I’d like to focus, however, on another part of this passage. Paul writes that we do not wrestle against flesh and blood. In other words, people are not our enemies. In our country today many have noted how difficult it has become to have civil debates. We Evangelicals in particular are seen as strident, judgmental, self righteous and defined by what (or should I say whom) we oppose. We can blame some of this on distorted perception or even intentional misrepresentation, but do we really believe that’s the whole story? How do we see the people around us, especially those with whom we have serious disagreements? Do we listen? I find we easily slip into being so convinced of our rightness that we are quick to speak and slow to hear. We even use war terminology to describe our differences. We speak of cultural wars. We describe disagreements as persecution.
Paul says people are not our enemies. That’s why he can bless when he’s reviled, pray for those who curse him and endure persecution. Jesus commands us to love our enemies as our neighbors. Even if they hate us, we’re not against them. We see them as neighbors.

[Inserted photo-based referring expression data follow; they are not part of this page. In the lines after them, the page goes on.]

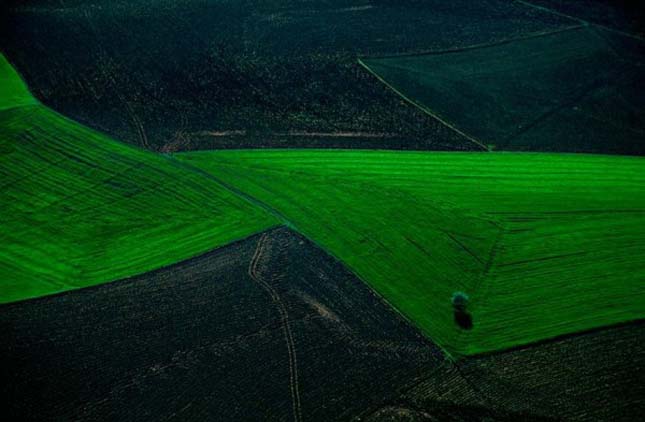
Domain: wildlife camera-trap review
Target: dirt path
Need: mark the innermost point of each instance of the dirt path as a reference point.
(284, 316)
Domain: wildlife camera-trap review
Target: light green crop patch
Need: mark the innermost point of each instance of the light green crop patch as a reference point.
(543, 244)
(78, 208)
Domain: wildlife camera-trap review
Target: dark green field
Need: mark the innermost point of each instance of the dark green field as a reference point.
(510, 96)
(322, 210)
(197, 74)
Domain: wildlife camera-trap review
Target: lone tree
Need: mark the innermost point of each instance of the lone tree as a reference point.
(460, 304)
(459, 301)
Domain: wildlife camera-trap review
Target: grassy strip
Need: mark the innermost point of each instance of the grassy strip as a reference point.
(79, 208)
(544, 244)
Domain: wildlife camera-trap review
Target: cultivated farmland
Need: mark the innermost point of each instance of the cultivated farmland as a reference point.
(575, 90)
(193, 74)
(544, 244)
(79, 208)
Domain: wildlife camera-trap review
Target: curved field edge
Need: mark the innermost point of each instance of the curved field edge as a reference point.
(81, 209)
(544, 244)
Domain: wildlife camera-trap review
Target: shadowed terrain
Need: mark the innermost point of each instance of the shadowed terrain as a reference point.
(273, 328)
(194, 74)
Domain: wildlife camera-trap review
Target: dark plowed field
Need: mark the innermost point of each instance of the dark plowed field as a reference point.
(194, 74)
(267, 328)
(272, 328)
(593, 376)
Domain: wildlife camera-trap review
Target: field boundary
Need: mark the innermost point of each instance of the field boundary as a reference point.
(425, 109)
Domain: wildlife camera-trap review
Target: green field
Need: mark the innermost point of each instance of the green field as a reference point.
(577, 90)
(78, 208)
(544, 244)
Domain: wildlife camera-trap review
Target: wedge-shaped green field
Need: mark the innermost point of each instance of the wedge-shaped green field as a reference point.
(78, 208)
(544, 244)
(575, 90)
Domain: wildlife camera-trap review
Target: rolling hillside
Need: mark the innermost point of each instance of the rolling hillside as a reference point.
(544, 244)
(79, 208)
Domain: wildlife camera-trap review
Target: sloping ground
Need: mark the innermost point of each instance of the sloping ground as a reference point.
(575, 90)
(272, 328)
(79, 208)
(193, 74)
(269, 328)
(13, 91)
(544, 244)
(595, 376)
(627, 16)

World War I was a dark time in human history. Men waiting for death in trenches, exposed to gas, grenades, mines and machine gun fire – these are emblems of that terrible war. Soldiers on both sides of the conflict endured death and brutality at a level difficult for us to even imagine. The war left deep scars and deep hatred. It contained all the seeds for the atrocities of the next world war. In the midst of these horrors, a small victory for humanity appeared, a Christmas truce. As Christmas approached battlefields saw unofficial cease fires. Enemy troops exchanged gifts, sang Christmas carols together, played soccer with one another and even wept together over the dead. At one level they were still enemies. At a deeper level their humanity transcended the war. I imagine joy in these truces.

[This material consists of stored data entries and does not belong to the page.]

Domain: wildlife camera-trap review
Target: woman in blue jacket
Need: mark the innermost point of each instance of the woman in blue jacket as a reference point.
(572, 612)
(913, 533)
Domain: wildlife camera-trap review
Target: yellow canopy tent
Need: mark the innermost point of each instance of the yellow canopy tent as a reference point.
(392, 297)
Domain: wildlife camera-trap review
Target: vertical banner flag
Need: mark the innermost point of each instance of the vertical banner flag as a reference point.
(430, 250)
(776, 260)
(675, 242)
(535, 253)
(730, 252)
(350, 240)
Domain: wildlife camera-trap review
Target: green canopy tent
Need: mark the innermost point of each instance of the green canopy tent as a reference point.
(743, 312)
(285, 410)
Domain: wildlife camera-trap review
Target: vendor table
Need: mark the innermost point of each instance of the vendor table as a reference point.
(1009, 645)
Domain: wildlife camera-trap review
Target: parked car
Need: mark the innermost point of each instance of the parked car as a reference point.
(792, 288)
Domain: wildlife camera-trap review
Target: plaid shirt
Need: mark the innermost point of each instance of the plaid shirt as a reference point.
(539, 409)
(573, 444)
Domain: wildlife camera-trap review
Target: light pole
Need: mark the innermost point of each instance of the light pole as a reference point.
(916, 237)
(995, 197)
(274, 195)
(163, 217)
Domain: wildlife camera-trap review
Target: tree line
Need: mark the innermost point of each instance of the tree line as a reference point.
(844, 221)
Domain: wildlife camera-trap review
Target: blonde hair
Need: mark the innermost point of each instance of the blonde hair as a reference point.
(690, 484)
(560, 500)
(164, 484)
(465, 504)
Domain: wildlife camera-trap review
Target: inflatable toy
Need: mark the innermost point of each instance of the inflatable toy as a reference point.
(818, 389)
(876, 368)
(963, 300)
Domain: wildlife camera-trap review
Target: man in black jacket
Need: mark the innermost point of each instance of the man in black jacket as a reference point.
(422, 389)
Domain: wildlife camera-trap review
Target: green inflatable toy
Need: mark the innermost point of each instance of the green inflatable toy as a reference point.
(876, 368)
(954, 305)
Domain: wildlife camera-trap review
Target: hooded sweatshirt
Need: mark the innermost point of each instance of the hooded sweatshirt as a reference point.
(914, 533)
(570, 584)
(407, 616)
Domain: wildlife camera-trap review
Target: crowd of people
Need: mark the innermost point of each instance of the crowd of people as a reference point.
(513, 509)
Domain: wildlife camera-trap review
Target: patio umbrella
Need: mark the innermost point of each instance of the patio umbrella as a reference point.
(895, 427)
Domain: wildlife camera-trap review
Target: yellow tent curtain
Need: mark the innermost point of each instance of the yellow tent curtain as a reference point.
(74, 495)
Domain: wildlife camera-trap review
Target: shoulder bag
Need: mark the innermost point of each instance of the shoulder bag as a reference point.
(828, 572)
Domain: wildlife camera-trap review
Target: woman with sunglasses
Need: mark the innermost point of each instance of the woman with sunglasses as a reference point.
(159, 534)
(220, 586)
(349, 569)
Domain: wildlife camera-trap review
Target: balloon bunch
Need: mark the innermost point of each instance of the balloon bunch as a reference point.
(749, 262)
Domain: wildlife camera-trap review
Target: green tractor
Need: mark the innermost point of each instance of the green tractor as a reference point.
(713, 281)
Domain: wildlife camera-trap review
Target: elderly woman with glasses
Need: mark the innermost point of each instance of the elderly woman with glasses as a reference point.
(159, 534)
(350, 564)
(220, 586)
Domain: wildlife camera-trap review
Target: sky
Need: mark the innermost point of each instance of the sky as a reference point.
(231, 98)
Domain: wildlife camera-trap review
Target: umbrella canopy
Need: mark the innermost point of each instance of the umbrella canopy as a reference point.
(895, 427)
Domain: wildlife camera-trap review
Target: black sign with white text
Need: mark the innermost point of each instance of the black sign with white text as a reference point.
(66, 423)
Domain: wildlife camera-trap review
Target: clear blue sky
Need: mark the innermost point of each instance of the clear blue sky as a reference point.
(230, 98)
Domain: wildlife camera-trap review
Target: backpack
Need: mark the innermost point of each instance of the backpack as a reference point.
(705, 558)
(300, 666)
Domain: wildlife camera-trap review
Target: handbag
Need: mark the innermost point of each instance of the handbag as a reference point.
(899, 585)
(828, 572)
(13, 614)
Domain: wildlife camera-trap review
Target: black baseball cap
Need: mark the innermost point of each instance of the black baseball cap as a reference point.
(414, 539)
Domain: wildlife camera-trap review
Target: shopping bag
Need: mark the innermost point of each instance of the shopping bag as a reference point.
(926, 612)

When Paul tells us that people are not our enemies I like to think he’s encouraging us to always be on the lookout for a Christmas truce. The dark forces that pit us against one another can be eclipsed by our common humanity. We can learn from, weep with and love our enemies as our neighbors. I’m not so naive as to think that this will drive away all conflict. It won’t. It’s hard work. It goes against our instincts. This I know, however. We are to be known for our love.